Sebelumnya, konvensi CITES menyatakan perlunya kontrol pada setiap perdagangan trenggiling Asia dalam upaya menjamin kelangsungan hidup satwa tersebut. Trenggiling mendapat perhatian besar beberapa tahun terakhir, karena para ahli satwa liar menyebutkan bahwa trenggiling merupakan mamalia yang paling diperdagangkan di Bumi.
Pada akhir konvensi proposal pelarangan perdagangan trenggiling di Asia berhasil disetujui dengan satu negara menyatakan tidak setuju. Sedangkan proposal untuk bagian Afrika disetujui dengan konsensus. Indonesia yang sempat menjadi satu-satunya negara yang tidak setuju dengan proposal ini pun akhirnya menyatakan setuju dan tunduk pada keputusan konvensi.

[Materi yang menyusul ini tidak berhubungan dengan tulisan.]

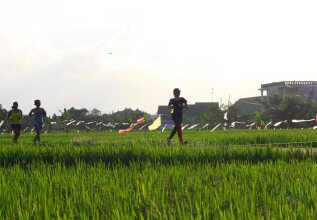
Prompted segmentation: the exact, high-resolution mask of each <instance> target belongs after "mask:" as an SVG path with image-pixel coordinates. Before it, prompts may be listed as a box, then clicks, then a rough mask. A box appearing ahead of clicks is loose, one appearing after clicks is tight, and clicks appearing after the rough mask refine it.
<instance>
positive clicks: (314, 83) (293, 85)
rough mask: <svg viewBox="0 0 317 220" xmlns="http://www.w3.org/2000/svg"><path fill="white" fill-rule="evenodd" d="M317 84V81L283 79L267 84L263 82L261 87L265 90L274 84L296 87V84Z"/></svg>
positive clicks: (303, 85) (300, 84)
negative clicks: (305, 80) (278, 81)
mask: <svg viewBox="0 0 317 220" xmlns="http://www.w3.org/2000/svg"><path fill="white" fill-rule="evenodd" d="M310 85H317V81H281V82H272V83H267V84H262V85H261V89H262V90H263V89H264V90H265V89H267V88H270V87H272V86H281V87H296V86H310Z"/></svg>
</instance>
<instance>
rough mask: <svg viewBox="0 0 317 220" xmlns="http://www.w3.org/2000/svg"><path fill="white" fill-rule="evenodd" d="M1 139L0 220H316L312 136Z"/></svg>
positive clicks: (117, 134) (107, 132)
mask: <svg viewBox="0 0 317 220" xmlns="http://www.w3.org/2000/svg"><path fill="white" fill-rule="evenodd" d="M33 136H34V134H30V133H24V134H22V135H21V137H20V139H19V143H18V144H16V145H13V144H12V143H11V135H10V134H3V135H0V219H317V207H316V206H317V163H316V162H317V151H316V149H317V148H316V147H317V133H316V131H314V130H276V131H272V130H262V131H261V130H260V131H258V130H256V131H255V130H251V131H249V130H230V131H215V132H212V133H211V132H209V131H185V132H184V138H185V139H186V140H188V144H187V145H179V144H178V143H177V138H176V137H174V140H173V141H174V142H173V143H172V145H171V146H167V145H166V144H165V139H166V137H167V136H168V133H167V132H165V133H161V132H132V133H127V134H118V133H116V132H82V133H76V132H71V133H69V134H66V133H47V134H42V144H41V145H39V146H33V144H32V137H33Z"/></svg>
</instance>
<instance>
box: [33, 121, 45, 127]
mask: <svg viewBox="0 0 317 220" xmlns="http://www.w3.org/2000/svg"><path fill="white" fill-rule="evenodd" d="M33 126H34V127H42V126H43V121H42V120H35V121H33Z"/></svg>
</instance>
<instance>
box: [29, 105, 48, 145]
mask: <svg viewBox="0 0 317 220" xmlns="http://www.w3.org/2000/svg"><path fill="white" fill-rule="evenodd" d="M34 105H35V106H36V108H34V109H32V110H31V111H30V113H29V116H33V126H34V128H35V131H36V136H35V138H34V139H33V144H34V145H36V141H38V143H40V142H41V139H40V135H41V131H42V127H43V119H44V118H45V117H46V111H45V110H44V109H43V108H40V106H41V101H40V100H35V101H34Z"/></svg>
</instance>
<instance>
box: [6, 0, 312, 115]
mask: <svg viewBox="0 0 317 220" xmlns="http://www.w3.org/2000/svg"><path fill="white" fill-rule="evenodd" d="M316 11H317V2H316V1H306V0H301V1H292V0H266V1H257V0H238V1H237V0H221V1H213V0H206V1H201V0H189V1H186V0H160V1H153V0H133V1H131V0H100V1H99V0H89V1H88V0H87V1H84V0H54V1H53V0H52V1H47V0H28V1H24V0H20V1H19V0H1V1H0V104H1V105H2V107H3V108H6V109H10V108H11V106H12V103H13V102H14V101H18V102H19V107H20V108H21V109H22V111H23V112H24V113H25V114H27V113H28V112H29V111H30V110H31V109H32V108H33V107H34V105H33V102H34V100H35V99H40V100H41V101H42V107H44V108H45V109H46V110H47V112H48V114H49V115H51V114H53V113H56V114H58V113H59V110H60V109H64V108H70V107H75V108H78V109H79V108H87V109H88V110H92V109H93V108H97V109H99V110H100V111H101V112H102V113H111V112H113V111H118V110H123V109H124V108H132V109H136V108H138V109H140V110H143V111H146V112H148V113H151V114H155V113H156V112H157V107H158V105H166V104H167V103H168V100H169V99H170V98H172V96H173V94H172V91H173V89H174V88H176V87H178V88H180V90H181V96H183V97H185V98H186V99H187V100H188V103H189V104H193V103H195V102H211V101H214V102H221V103H227V102H228V101H231V102H234V101H236V100H238V99H239V98H243V97H250V96H259V95H260V92H259V90H258V89H259V88H260V87H261V84H265V83H270V82H278V81H293V80H299V81H303V80H317V79H316V73H317V62H316V61H317V40H316V39H317V28H316V23H317V13H316Z"/></svg>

BACA JUGA: Perdagangan Ilegal, Perlindungan Tumbuhan dan Satwa Liar Lemah
Dihubungi terpisah, Kasubdit 1 Direktorat Tindak Pidana Tertentu Bareskrim Mabes Polri, Kombes Asep Adi Saputra mengatakan, di Indonesia, trenggiling banyak yang diselundupkan ke luar negeri sesuai dengan permintaan pasar dan pesanan. Sepanjang 2016 saja, menurutnya, ada sejumlah kasus penyelundupan trenggiling yang telah digagalkan kepolisian.

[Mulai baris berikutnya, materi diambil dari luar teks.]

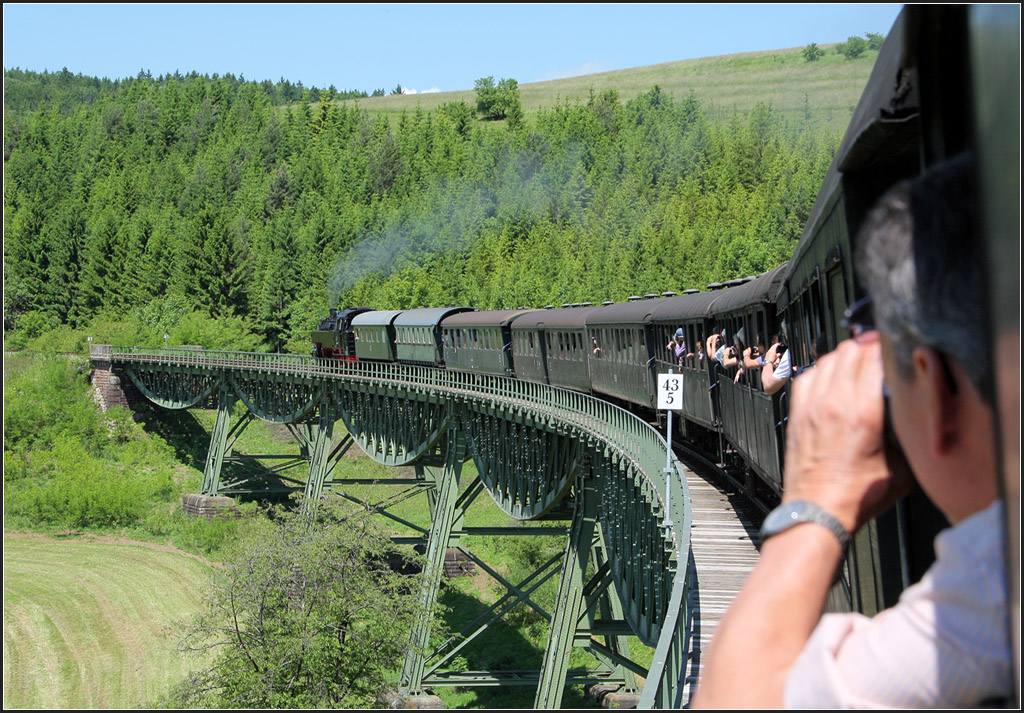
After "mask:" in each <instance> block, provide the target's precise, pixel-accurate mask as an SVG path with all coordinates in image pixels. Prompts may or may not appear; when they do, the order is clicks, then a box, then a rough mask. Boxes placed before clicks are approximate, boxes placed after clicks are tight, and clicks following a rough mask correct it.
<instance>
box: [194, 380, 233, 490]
mask: <svg viewBox="0 0 1024 713" xmlns="http://www.w3.org/2000/svg"><path fill="white" fill-rule="evenodd" d="M234 400H236V396H234V392H233V391H232V390H231V389H230V388H229V387H227V386H221V387H220V390H219V392H218V393H217V420H216V421H215V422H214V424H213V432H212V433H211V434H210V450H209V452H207V454H206V467H205V468H204V469H203V492H202V494H203V495H217V492H218V491H219V490H220V470H221V468H222V467H223V465H224V456H225V455H227V451H228V449H227V435H228V433H229V432H230V426H231V407H232V406H234Z"/></svg>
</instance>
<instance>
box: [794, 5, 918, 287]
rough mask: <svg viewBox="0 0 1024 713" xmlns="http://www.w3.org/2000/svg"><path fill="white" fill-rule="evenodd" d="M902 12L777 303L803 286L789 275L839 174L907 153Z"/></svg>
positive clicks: (799, 243)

“Pelaku perdagangan trenggiling juga sebenarnya dapat dijerat UU No 5 tahun 1990 tentang Konservasi Sumber Daya Alam Hayati dan Ekosistemnya, melalui pasal 21 ayat 2 huruf a, dan pasal 40 ayat 2. Undang-undang itu berisi ancaman hukuman pidana lima tahun dan denda maksimal Rp100 juta,” tutupnya.